Here’s a totally modern, unmarried young Malay couple whose issues center around career, emotional commitment, and trust; they’ve outgrown the medieval concepts of khalwat and zina (close proximity and fornication are punishable offences in Muslim Malaysia under the Syariah laws). Even when a tudung-wearing traditional fellow passenger begins to poke her Melayu Lama nose into Rin’s affairs, she stops short of asking to see her marriage certificate.
Since the action takes place in a bustling international airport where all types converge, there’s plenty of scope for brilliant cameo performances from veterans like Patrick Teoh, who plays a burnt out high flying salesman with a mid-life crisis; and movie doyenne Azean Irdawaty, whose down to earth portrayal of Puan Fatimah, a funky makcik proved to be a real winner with the crowd.
Adriani Wahjanto, a promising newcomer to local theater, did a commendable job as Deena, Jeff’s sexy college chum; Ryan Lee Bhaskaran, at 12 the youngest in the cast, breezed through his part as the apple of Puan Fatimah’s eye; and Nell Ng charmed everybody as a wisecrack and toilet paper dispensing airport janitor.
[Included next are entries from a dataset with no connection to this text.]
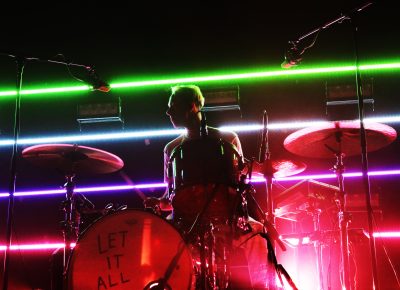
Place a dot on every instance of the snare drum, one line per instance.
(130, 249)
(204, 170)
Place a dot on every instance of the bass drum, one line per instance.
(130, 249)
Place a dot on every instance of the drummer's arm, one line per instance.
(164, 202)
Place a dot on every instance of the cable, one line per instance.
(386, 253)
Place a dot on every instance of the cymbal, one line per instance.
(73, 159)
(280, 168)
(338, 137)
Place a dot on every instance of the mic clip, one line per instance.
(293, 55)
(96, 82)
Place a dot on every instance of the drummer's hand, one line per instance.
(152, 202)
(158, 203)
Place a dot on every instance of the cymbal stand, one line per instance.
(268, 172)
(70, 224)
(316, 213)
(294, 56)
(344, 220)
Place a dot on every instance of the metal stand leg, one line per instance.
(318, 248)
(344, 220)
(70, 224)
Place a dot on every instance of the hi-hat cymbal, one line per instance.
(73, 159)
(280, 168)
(338, 137)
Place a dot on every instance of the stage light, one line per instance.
(161, 185)
(226, 77)
(143, 134)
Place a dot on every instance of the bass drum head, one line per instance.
(130, 249)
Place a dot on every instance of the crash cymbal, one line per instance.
(280, 168)
(73, 159)
(338, 136)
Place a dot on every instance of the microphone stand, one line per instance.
(268, 172)
(20, 65)
(363, 142)
(20, 62)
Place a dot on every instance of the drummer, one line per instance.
(184, 110)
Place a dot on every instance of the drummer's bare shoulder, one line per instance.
(228, 136)
(172, 144)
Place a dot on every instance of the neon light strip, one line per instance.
(87, 189)
(53, 246)
(386, 234)
(43, 246)
(175, 132)
(164, 185)
(213, 78)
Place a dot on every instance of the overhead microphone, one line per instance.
(264, 139)
(292, 55)
(96, 82)
(203, 125)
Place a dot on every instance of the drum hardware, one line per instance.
(339, 139)
(71, 160)
(268, 171)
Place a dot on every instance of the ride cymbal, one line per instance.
(338, 137)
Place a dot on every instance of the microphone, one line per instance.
(264, 139)
(292, 56)
(96, 82)
(203, 125)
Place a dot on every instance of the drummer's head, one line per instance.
(184, 105)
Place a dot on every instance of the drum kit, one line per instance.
(136, 249)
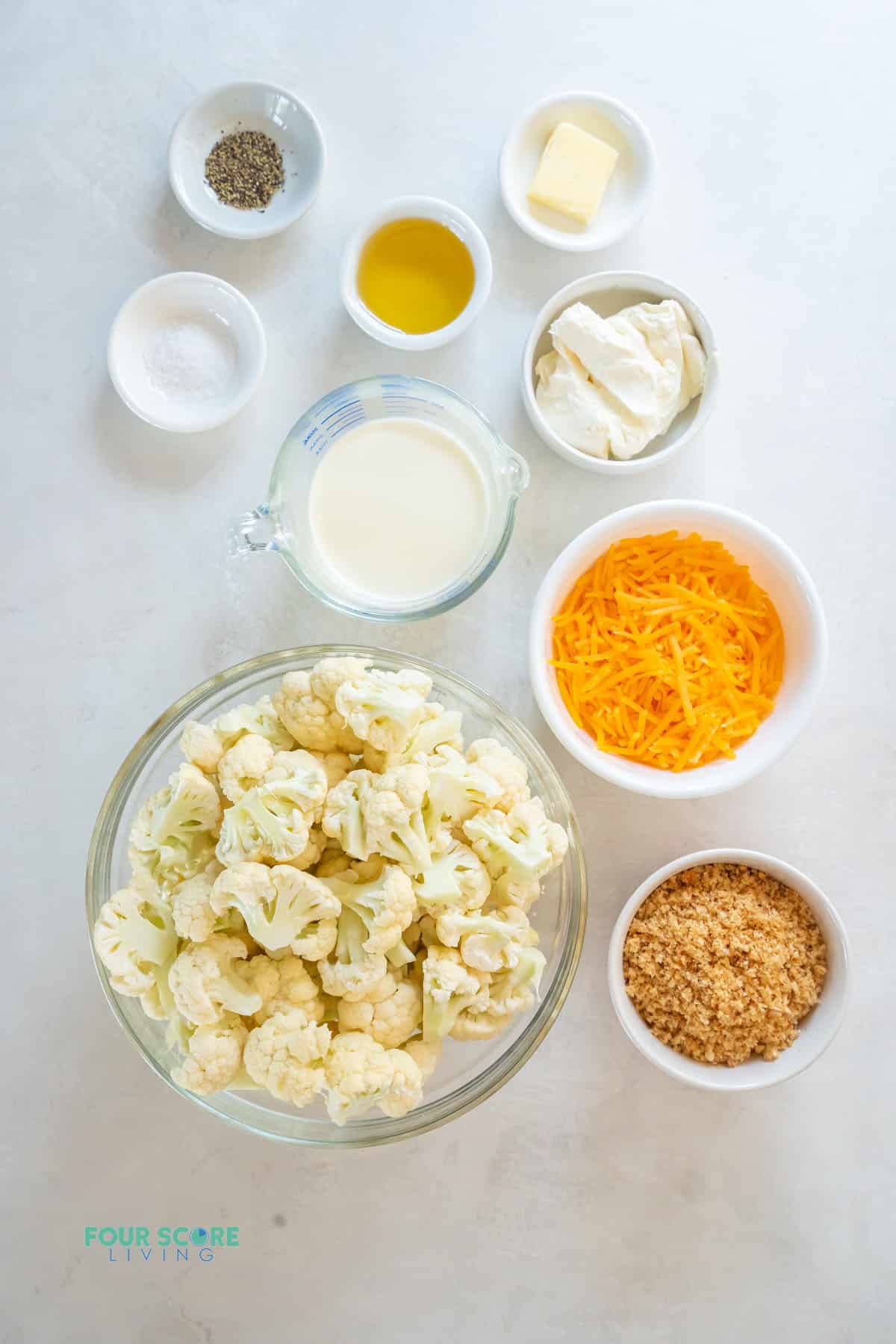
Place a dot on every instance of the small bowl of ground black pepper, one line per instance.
(246, 160)
(729, 969)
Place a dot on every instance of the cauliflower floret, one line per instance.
(406, 1091)
(385, 707)
(399, 955)
(245, 765)
(287, 1056)
(304, 769)
(296, 989)
(205, 982)
(425, 1056)
(507, 893)
(175, 829)
(214, 1056)
(260, 718)
(329, 675)
(512, 991)
(437, 728)
(505, 768)
(262, 976)
(455, 790)
(312, 852)
(517, 988)
(520, 843)
(159, 1002)
(336, 767)
(202, 746)
(455, 881)
(134, 936)
(191, 906)
(274, 819)
(355, 970)
(391, 1021)
(487, 941)
(449, 987)
(386, 905)
(314, 723)
(381, 814)
(282, 908)
(361, 1073)
(334, 862)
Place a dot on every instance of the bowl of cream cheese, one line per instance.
(620, 371)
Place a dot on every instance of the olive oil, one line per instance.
(415, 274)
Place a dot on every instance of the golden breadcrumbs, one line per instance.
(723, 962)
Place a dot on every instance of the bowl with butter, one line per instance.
(578, 171)
(620, 371)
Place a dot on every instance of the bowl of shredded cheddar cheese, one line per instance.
(677, 648)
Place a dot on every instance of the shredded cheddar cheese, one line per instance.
(667, 652)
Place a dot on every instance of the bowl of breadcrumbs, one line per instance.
(729, 969)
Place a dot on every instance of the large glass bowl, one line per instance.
(467, 1071)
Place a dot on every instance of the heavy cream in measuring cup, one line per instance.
(398, 508)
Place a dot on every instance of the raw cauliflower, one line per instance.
(274, 819)
(173, 835)
(391, 1021)
(294, 989)
(520, 843)
(285, 910)
(191, 905)
(314, 723)
(134, 936)
(245, 765)
(328, 889)
(386, 905)
(361, 1073)
(457, 879)
(214, 1056)
(287, 1056)
(504, 768)
(449, 988)
(383, 708)
(487, 941)
(206, 984)
(381, 814)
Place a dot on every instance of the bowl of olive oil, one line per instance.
(417, 273)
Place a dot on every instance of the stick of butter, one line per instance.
(574, 173)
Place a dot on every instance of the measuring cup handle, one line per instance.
(252, 533)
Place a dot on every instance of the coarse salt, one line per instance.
(193, 361)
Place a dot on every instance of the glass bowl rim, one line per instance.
(454, 595)
(519, 1051)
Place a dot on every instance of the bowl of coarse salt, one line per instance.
(186, 351)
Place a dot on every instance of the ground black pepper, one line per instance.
(245, 170)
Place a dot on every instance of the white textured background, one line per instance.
(593, 1199)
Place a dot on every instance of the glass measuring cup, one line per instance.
(282, 526)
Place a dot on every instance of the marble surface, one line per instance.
(593, 1198)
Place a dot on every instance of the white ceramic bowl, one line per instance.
(817, 1029)
(188, 297)
(773, 566)
(609, 292)
(246, 107)
(629, 188)
(417, 207)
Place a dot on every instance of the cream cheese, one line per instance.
(612, 385)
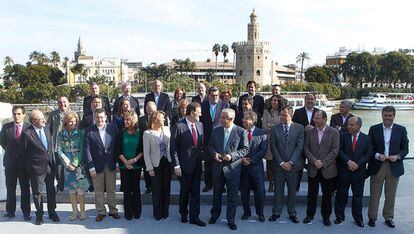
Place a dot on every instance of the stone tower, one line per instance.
(254, 57)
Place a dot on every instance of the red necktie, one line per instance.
(18, 132)
(354, 143)
(249, 135)
(194, 133)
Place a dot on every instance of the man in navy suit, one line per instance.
(354, 152)
(36, 147)
(186, 142)
(227, 146)
(101, 160)
(389, 148)
(160, 98)
(258, 101)
(252, 173)
(14, 165)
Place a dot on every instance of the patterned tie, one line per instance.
(286, 133)
(18, 132)
(249, 135)
(194, 133)
(43, 138)
(354, 142)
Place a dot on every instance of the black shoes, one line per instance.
(390, 223)
(198, 223)
(212, 220)
(273, 218)
(359, 223)
(232, 226)
(294, 219)
(327, 222)
(371, 222)
(307, 220)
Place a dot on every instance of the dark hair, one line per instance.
(191, 107)
(388, 109)
(19, 107)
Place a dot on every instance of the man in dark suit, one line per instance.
(186, 142)
(354, 153)
(286, 142)
(35, 147)
(143, 125)
(210, 118)
(100, 140)
(87, 101)
(340, 120)
(321, 149)
(126, 94)
(202, 96)
(258, 101)
(389, 148)
(227, 146)
(304, 116)
(14, 166)
(55, 121)
(252, 173)
(161, 99)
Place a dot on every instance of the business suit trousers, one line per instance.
(290, 178)
(37, 183)
(12, 175)
(161, 189)
(190, 193)
(130, 181)
(105, 180)
(377, 181)
(255, 181)
(327, 186)
(232, 190)
(341, 198)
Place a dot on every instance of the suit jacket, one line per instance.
(152, 155)
(96, 153)
(237, 147)
(11, 145)
(326, 151)
(87, 102)
(301, 117)
(33, 152)
(398, 145)
(258, 148)
(185, 154)
(361, 155)
(132, 100)
(208, 123)
(290, 151)
(336, 120)
(258, 106)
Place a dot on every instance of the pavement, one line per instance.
(404, 217)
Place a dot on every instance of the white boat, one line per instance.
(297, 100)
(376, 101)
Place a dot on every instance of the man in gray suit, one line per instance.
(227, 146)
(321, 149)
(286, 145)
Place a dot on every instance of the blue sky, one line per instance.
(158, 31)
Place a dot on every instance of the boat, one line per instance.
(376, 101)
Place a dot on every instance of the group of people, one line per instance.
(210, 135)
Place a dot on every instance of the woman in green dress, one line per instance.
(70, 149)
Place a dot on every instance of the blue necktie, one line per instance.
(43, 138)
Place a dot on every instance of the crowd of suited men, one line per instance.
(210, 136)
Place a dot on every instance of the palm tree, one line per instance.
(300, 59)
(224, 50)
(55, 58)
(216, 50)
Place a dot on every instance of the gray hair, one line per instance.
(230, 113)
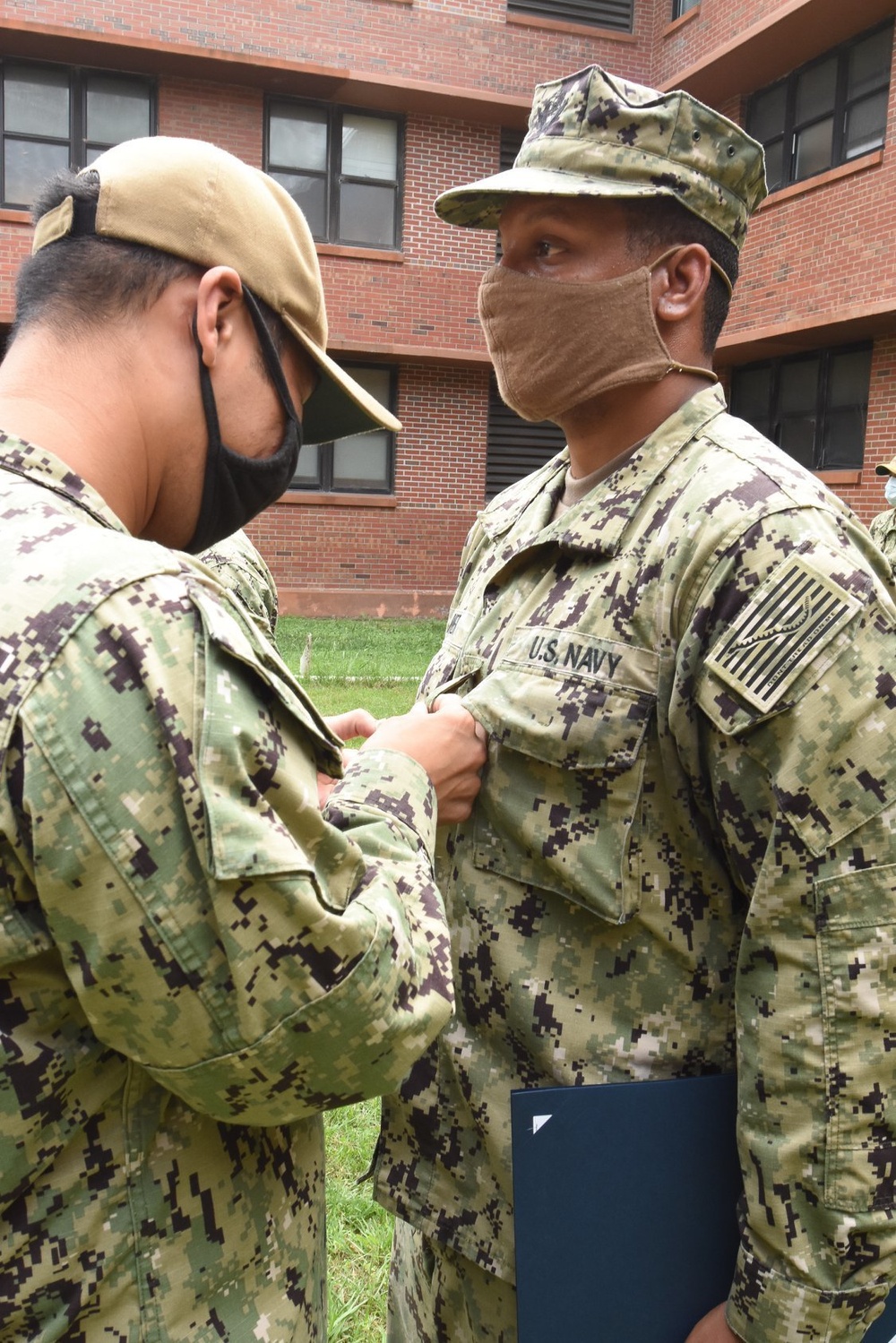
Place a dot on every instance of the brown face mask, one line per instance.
(556, 344)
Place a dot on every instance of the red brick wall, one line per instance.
(397, 560)
(812, 254)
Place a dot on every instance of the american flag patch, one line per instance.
(786, 624)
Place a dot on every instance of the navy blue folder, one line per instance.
(625, 1210)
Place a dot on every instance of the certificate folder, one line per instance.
(625, 1210)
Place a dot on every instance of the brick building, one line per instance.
(368, 108)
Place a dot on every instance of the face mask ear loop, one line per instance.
(715, 265)
(212, 434)
(692, 368)
(273, 361)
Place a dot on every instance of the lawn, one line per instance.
(374, 665)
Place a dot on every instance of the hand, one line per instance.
(355, 723)
(450, 745)
(712, 1329)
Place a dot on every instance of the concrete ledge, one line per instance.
(368, 602)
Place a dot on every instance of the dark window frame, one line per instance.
(825, 357)
(324, 481)
(77, 139)
(791, 126)
(616, 15)
(332, 176)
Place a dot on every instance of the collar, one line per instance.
(598, 521)
(34, 463)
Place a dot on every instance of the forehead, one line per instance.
(582, 212)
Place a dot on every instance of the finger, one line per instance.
(355, 723)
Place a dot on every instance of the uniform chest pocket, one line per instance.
(563, 786)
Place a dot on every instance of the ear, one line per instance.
(680, 282)
(218, 296)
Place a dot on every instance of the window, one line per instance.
(514, 446)
(825, 113)
(362, 463)
(341, 167)
(56, 117)
(598, 13)
(814, 406)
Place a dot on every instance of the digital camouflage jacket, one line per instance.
(194, 960)
(683, 857)
(883, 529)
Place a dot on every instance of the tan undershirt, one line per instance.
(576, 486)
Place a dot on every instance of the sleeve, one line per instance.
(258, 960)
(788, 656)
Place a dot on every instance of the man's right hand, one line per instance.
(450, 745)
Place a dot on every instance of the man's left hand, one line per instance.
(712, 1329)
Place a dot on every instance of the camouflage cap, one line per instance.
(597, 134)
(198, 202)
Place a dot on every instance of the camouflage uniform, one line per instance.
(187, 943)
(883, 529)
(241, 568)
(683, 855)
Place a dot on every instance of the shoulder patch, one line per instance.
(782, 629)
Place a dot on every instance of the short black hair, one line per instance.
(662, 222)
(80, 281)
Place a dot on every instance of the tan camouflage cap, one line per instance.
(597, 134)
(198, 202)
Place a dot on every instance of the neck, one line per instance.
(82, 414)
(606, 426)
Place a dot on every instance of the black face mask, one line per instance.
(237, 487)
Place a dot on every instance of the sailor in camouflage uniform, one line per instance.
(242, 568)
(683, 855)
(883, 528)
(196, 960)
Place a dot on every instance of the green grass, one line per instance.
(359, 1232)
(373, 665)
(370, 650)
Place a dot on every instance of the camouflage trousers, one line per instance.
(438, 1296)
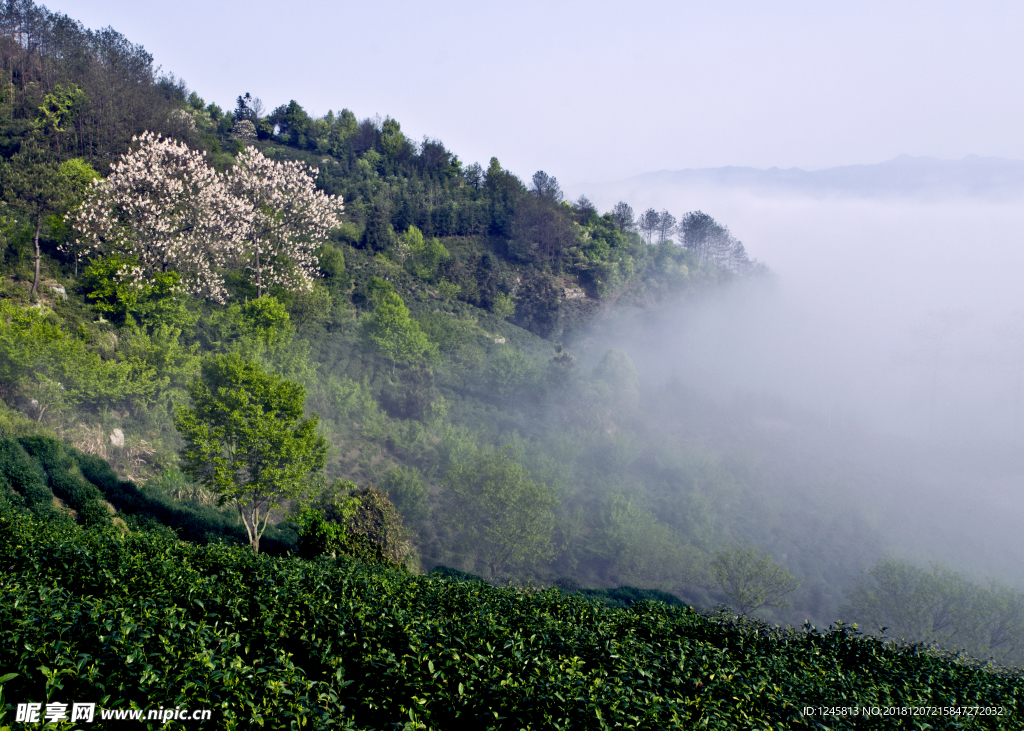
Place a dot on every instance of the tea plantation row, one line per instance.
(143, 619)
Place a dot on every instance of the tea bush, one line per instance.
(143, 619)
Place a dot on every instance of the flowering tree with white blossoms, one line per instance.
(287, 219)
(164, 205)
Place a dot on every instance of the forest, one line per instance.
(279, 372)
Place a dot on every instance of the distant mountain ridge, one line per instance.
(905, 175)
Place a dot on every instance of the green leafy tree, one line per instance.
(394, 335)
(53, 370)
(422, 257)
(246, 439)
(408, 490)
(33, 182)
(59, 110)
(261, 330)
(112, 285)
(940, 605)
(500, 512)
(751, 578)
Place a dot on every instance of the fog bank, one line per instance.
(905, 313)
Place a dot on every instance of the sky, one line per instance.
(597, 91)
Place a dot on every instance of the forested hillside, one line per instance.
(419, 327)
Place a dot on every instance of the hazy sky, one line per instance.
(598, 90)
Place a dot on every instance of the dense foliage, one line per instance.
(142, 620)
(437, 332)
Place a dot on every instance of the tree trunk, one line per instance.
(35, 281)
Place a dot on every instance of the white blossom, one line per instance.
(287, 219)
(164, 205)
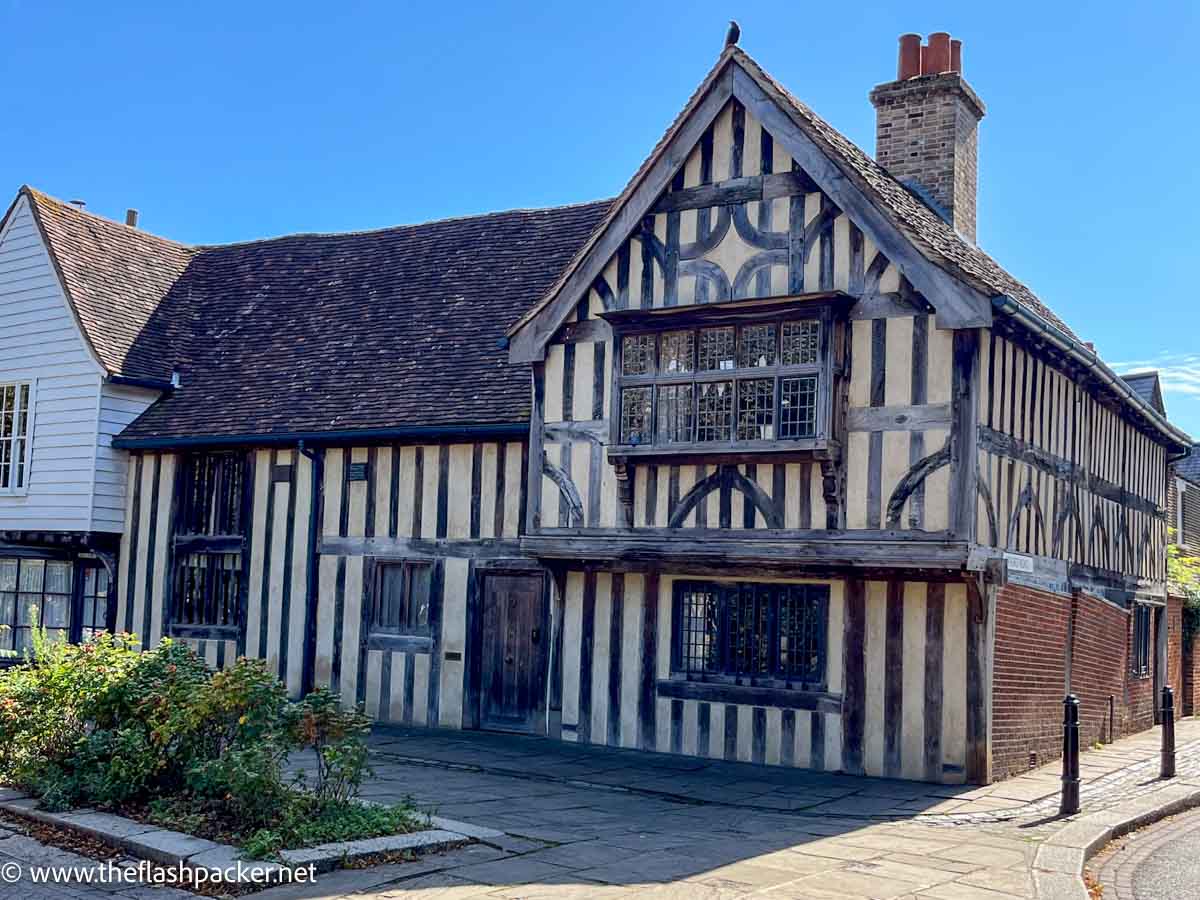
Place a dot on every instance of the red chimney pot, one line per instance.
(937, 55)
(910, 57)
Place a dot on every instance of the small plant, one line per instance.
(336, 736)
(159, 735)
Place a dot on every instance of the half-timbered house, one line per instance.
(762, 460)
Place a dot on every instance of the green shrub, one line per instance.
(105, 724)
(336, 736)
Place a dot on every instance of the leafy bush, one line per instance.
(105, 724)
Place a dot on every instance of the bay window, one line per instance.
(709, 384)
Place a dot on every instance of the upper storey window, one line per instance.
(747, 384)
(15, 419)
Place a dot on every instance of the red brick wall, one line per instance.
(1035, 630)
(1191, 694)
(1175, 648)
(1029, 678)
(1099, 667)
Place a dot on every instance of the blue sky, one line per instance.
(227, 121)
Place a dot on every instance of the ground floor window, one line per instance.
(34, 593)
(1139, 658)
(751, 634)
(208, 591)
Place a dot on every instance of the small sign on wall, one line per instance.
(1019, 563)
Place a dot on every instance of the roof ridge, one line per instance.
(447, 220)
(42, 197)
(70, 208)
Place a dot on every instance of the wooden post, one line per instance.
(1069, 804)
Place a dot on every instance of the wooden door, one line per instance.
(514, 653)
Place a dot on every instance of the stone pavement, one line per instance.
(19, 852)
(586, 822)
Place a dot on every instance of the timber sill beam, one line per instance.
(775, 550)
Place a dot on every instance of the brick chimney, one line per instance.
(927, 129)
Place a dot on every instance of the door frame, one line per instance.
(473, 693)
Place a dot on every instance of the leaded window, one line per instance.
(736, 385)
(15, 420)
(755, 634)
(34, 594)
(401, 599)
(208, 545)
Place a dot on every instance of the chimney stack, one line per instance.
(927, 131)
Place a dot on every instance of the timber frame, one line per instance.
(958, 304)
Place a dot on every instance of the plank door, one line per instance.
(514, 653)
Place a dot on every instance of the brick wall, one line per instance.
(1038, 635)
(1175, 648)
(1099, 669)
(1189, 702)
(1029, 678)
(927, 131)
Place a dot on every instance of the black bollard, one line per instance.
(1168, 769)
(1069, 804)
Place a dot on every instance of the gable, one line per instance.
(732, 111)
(792, 240)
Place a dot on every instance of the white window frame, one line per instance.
(13, 489)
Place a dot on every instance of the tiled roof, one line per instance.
(115, 277)
(381, 329)
(1189, 466)
(1145, 385)
(931, 234)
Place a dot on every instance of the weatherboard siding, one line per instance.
(41, 342)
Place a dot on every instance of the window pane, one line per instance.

In fact, the whole ensemble was pretty energetic and fairly disciplined: a testimony to Zahim Albakri’s sound directorial instincts and Mac Chan’s fast paced lighting. The frenetic, choreographed movements (by Lianna Leong) were effectively and efficiently used to change the tempo and rearrange the elegant set (by Adeline Ooi).
Ironically, the pacing went flabby only in several scenes where Zahim was interacting with Ida. Somehow the chemistry between them wasn’t entirely working, though it’s difficult to put one’s finger on exactly why certain exchanges didn’t quite come alive. I’ve heard reports that Iskandar Najmuddin did exceptionally well as Jeff in last year’s production; perhaps that’s why Zahim had trouble creating his own version of Jeff.
A Flight Delayed may not be the most original of plays, but it certainly has enough box-office appeal and wacky sophistication to warrant a movie version. Or at least several more extended runs. Already it has been included in the program of the Singapore Arts Festival 2000 in June and I don’t believe the selection was made entirely on the basis that the action is set in Changi Airport.